The First Word by Christine Kenneally
Author:Christine Kenneally
Language: eng
Format: epub
Publisher: Penguin Publishing Group
Published: 2010-03-01T05:00:00+00:00
Brad Schlaggar, a pediatric neurologist and a professor at Washington University in St. Louis, says that the best way to think of plasticity is as a support structure. When he gives a talk about plasticity, he always shows students slides of the St. Louis Arch. “As the structure goes up,” he explains, “the relationship between the scaffolding and the leading edge of the two sides of the arch changes as they rise up to meet in the middle. The relationship between the scaffold and the emerging mature structure is dynamic, as opposed to a scaffold that surrounds a building and then comes down again.” So if damage occurs to the brain of a seven-year-old child, it occurs in a completely different context than if the child were much older or younger. “The scaffolding idea means that even in adults, the organization of the brain for learning a novel task or a challenging task is different from the organization of implementing that task once you have acquired the skill.” The scaffolding for language seems to be particularly flexible. Fred Dick describes the development of language as a moving target. If damage is sustained in one area, language may move, morph, and settle into another.

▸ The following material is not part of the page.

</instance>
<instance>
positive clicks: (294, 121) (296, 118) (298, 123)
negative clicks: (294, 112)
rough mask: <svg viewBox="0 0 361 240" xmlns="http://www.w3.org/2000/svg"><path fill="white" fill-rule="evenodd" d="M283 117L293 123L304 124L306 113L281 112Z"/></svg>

In his doctoral work Schlaggar transplanted the visual cortex of one fetal rat brain into another, placing it in the spot where the somatosensory cortex, which normally controls the body as it moves through space, typically develops. Schlaggar found that the transplanted visual cortex grew into a fully functioning somatosensory cortex. The inputs into the new region came from the body as it moved in space, and as a result that neural tissue became wired to process that kind of information.
We tend to think of the brain as developing on a completely separate trajectory from that of the body. Traditionally researchers imagined that the brain had some kind of central developmental controller instructing different parts to assume responsibility for different abilities (the visual cortex develops particular types of neurons, while the auditory cortex develops differently specialized neurons, and so on). But recent research has cast grave doubts on the existence of any kind of central controller. It looks as if the brain tissue that ends up becoming part of different specialized regions is not necessarily fated to end up that way, and that input to the brain coming through the filter of the body contributes to its architecture.
Leah Krubitzer, a professor of psychology at the University of California, Davis, also demonstrated how the immature brain isn’t fated to be mapped into the specific regions that are typical of the adult brain. She removed a big chunk of the brain of newborn marsupials, and then let them grow up and develop normally. After they reached adulthood, she took another look at their brains. The cortices had organized themselves into exactly the same areas as a normal brain would, all in the same spots relative to each other, but they were all slightly smaller, so as to fit within the smaller brain.